PDA

View Full Version : Finding ill converted Word Perfect Characters



gmaxey
12-08-2013, 05:54 PM
I have some documents that were converted from old Word Perfect files. During the conversion opening and closing quotation marks were substituted with the an "A" and a and at symbol e.g., "Hello" looks like AHello@.

VBA isn't able to detect these characters accurately e.g., if I select one and run:

?Asc(Selection.Text)

it returns 40 regardless if I select the A or the @.

To find these instances, I am using:

(A)(*{1,})(\@)

which does find the instances, but this also finds a lot of false positives, e.g.,

"See Chapter A123 and then email your thoughts to thoughts@msn.com"

The code above would find "A123 and then email your thoughts to thoughts@" which isn't a quoted phrase.

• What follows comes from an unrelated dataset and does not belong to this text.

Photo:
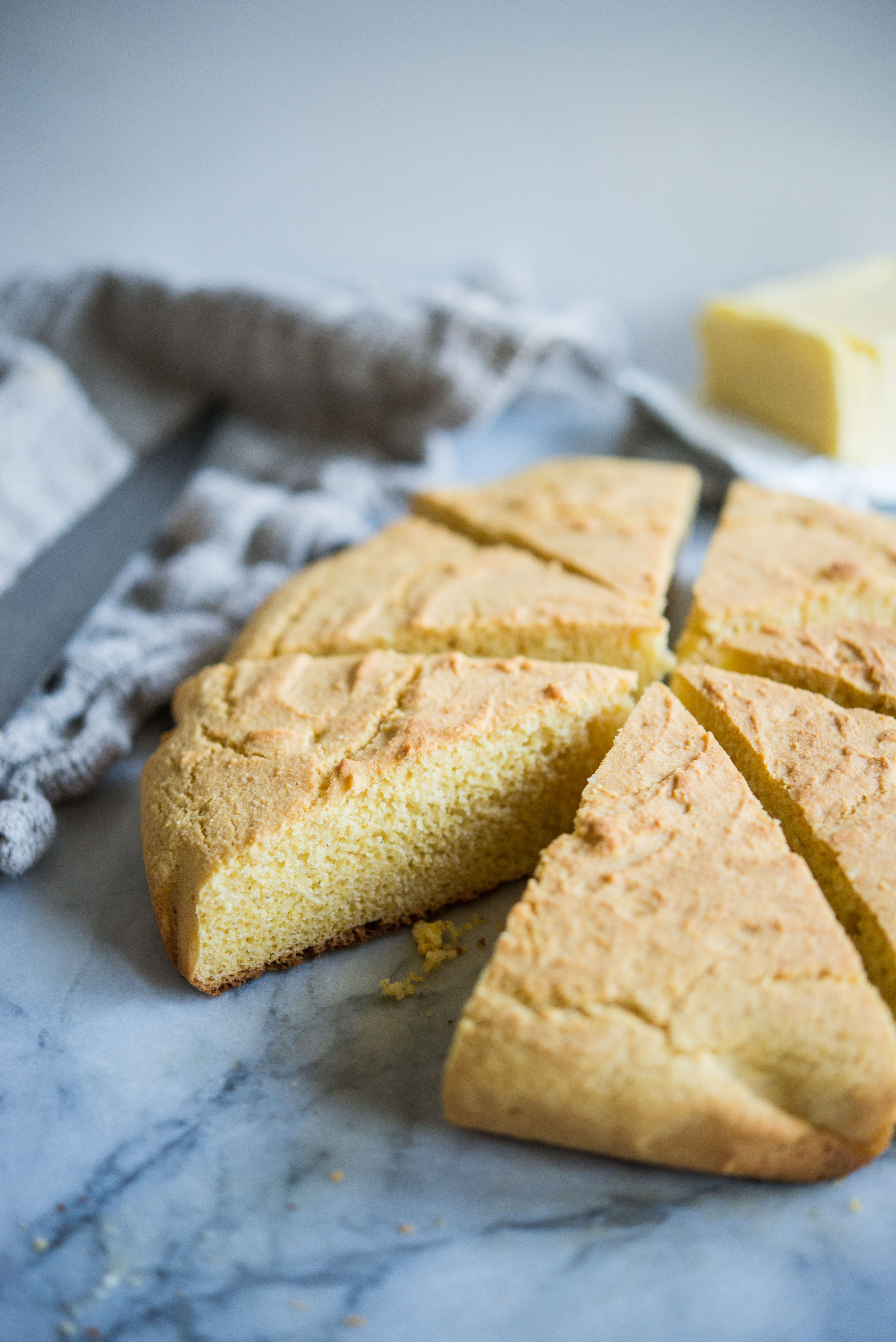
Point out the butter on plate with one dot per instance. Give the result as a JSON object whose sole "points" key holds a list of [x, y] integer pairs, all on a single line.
{"points": [[813, 356]]}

Looking for help to how to minimize or eliminate the false positives.

Thanks

Jay Freedman
12-09-2013, 04:03 PM
Hi Greg!
The ASCII 40 is an indication that Word has "protected" a symbol from a non-Unicode font. Klaus Linke, who was a Word MVP about 10 years ago, studied this stuff more than anyone I know. Here are a couple of posts he made on the subject:
https://groups.google.com/forum/#!topic/microsoft.public.word.printingfonts/pPtEuYqrlvQ
https://groups.google.com/forum/?hl=en#!topic/microsoft.public.word.vba.beginners/DUfymg_R_LU

Also the article http://www.word.mvps.org/FAQs/MacrosVBA/FindReplaceSymbols.htm may be useful.

gmaxey
12-09-2013, 06:13 PM
Jay,

Thanks for the reply. I've looked at those and unless I am missing the boat, I don't see a solution there.

Here is a bit a sample text from these troublesome documents AQuote1@ some other text AQuote2@

This text needs to read "Qoute1" some other text "Quote2"

If I select the A or the @ and run ?AscW(Selection.Text) in the immediate window, I get a return of 40 for both of them. This certainly sounds like the issue the Klaus addressed.

However, if I run:


With oRng.Find
.Text = "^u40"

Neither is found. That code only finds opening parenthesis as I would expect.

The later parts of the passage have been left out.